Kristyn finds herself dancing the parts of both Giselle and Odette from Swan Lake. She’s also pursued by Albrecht and Prince Siegfried, who both want to marry her. The wicked Snow Queen (Tabitha St Germaine) and the evil Rothbart (Bill Mondy) are after her too.

When Kristyn and Hailey finally return to reality, Kristyn has learned the importance of following your own heart, particularly when it comes to dancing.

Themes

Fantasy; good versus evil; ballet

Violence

This movie has some mild accidental harm and violence. For example:

  • Kristyn falls during practice.
  • Tara’s father tries to intimidate Madame Natasha.
  • Albrecht and Hilarion fight over Giselle.
  • The Snow Queen turns people she doesn’t like into statues, including Hailey.
  • Albrecht and Hilarion shoot arrows at some swans, who are actually Kristyn and Hailey in disguise.
  • Swans start attacking people at the ball.

Content that may disturb children

Under 5

In addition to the violent scenes mentioned above this movie has some scenes that could scare or disturb children under five years. For example:

  • Kristyn and Hailey are transported into a magical fantasy land, where Kristyn becomes Giselle.
  • The Snow Queen is an evil, scary woman.
  • Rothbart is an evil, scary man.
  • Rothbart casts a spell on Kristyn and Hailey with swirling black dust that turns them both into swans.
  • Rothbart transforms his daughter into Odette.
  • The land where the Snow Queen lives is eerie, dark and frozen. People are turned into statues everywhere. 

From 5-8

In addition to the violent scenes and scary visual images mentioned above, this movie has some scenes that could scare or disturb children in this age group. For example:

  • Hailey describes how Giselle dies in the ballet with a sword in her heart and how ghosts come out of their graves.
  • The Snow Queen lifts Albrecht and Hilarion into the air by magic, and they fall to the ground.
  • The Snow Queen makes Hailey do 100 pirouettes and laughs evilly. She also controls Kristyn like a puppet, but Kristyn manages to break out of the spell. This causes the Snow Queen to disappear in a puff of smoke. 

From 8-13

Children in this age group are unlikely to be disturbed by anything in this movie. 

Over 13

Nothing of concern 

Sexual references

The limited sexual references in this movie include mild romance between characters and several marriage proposals.

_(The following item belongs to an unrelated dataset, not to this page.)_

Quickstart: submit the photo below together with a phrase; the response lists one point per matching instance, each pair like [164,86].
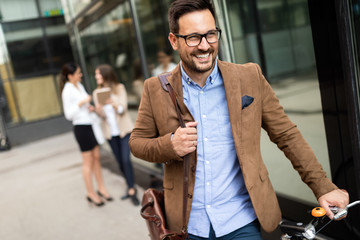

Alcohol, drugs and other substances

None of concern 

Nudity and sexual activity

None of concern 

Product placement

This movie features the Barbie brand and associated merchandise. 

Coarse language

This movie has some name-calling. 

Ideas to discuss with your children

Barbie in the Pink Shoes is an animated fantasy in which the Barbie character plays the role of Kristyn, a young ballerina. It touches on some classical ballets including Giselle, Swan Lake and the Snow Queen.

There are some scary scenes and characters that might worry children under seven years, but these are handled fairly lightly. The movie is therefore suitable for most children with some guidance. It is likely to appeal particularly to girls who are interested in ballet or in Barbie.

The main messages from this movie are that you should follow your heart and that good wins over evil.

Values that you could reinforce with your children include loyalty, friendship and self-belief.

This movie could also give you the chance to talk with your children – particularly girls – about the pressures of being and looking perfect.